На следующий день, после тренировок Курви, в лагерь новичков пожаловал Ватрувий, всё такой же грузный и внушающий страх. Он смерил ехидным взглядом
— Ну-с, отдохнули как погляжу, вы здраво. Что ж, значит и предстоящее испытания преодолеть сумеете. Я придумал как ускорить ваши мучения, и избавить, некоторые persona от них. Вечером жду вас у замка, за это время — ухмыльнулся мужчина — подумайте о побеге.
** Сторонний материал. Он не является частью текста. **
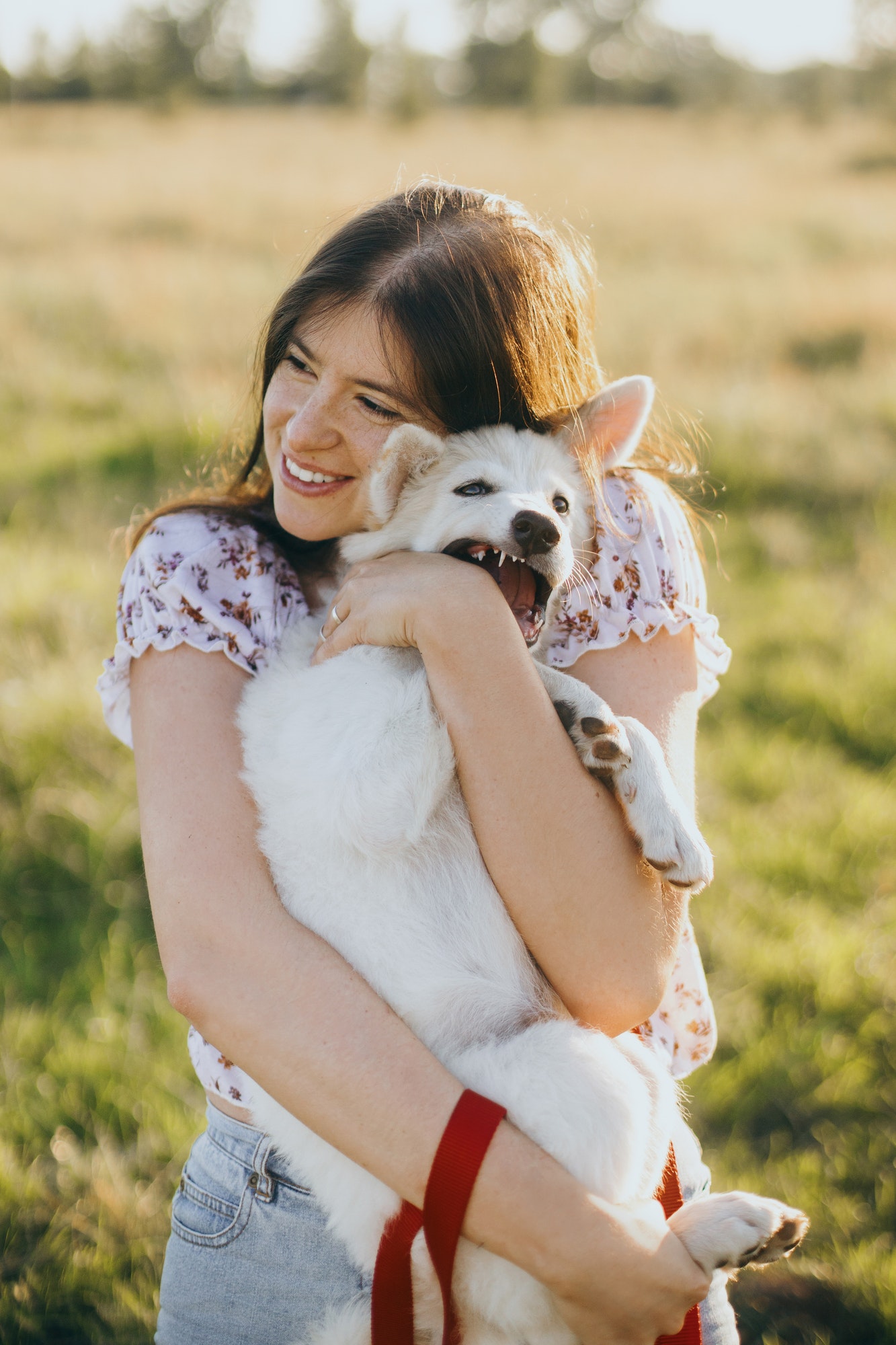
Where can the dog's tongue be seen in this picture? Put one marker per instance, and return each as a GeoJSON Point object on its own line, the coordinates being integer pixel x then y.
{"type": "Point", "coordinates": [518, 586]}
Весь день семёрка мучилась в догадках: что же придумал изувер и о каком испытании он говорил? Лучшим способ узнать — встретится лицом к лицу. И отряд отправился в назначенное место, минуя городские улочки с грустью и тоской. Оранжевый закат слабо согревал, лучами обнимая отважных героев. Он будто бы отправлял их в никуда, предварительно зная исход пути. Но Бенджамин был уверен: он не умрёт во что бы то ни стало, ведь помереть felis, мог и дома!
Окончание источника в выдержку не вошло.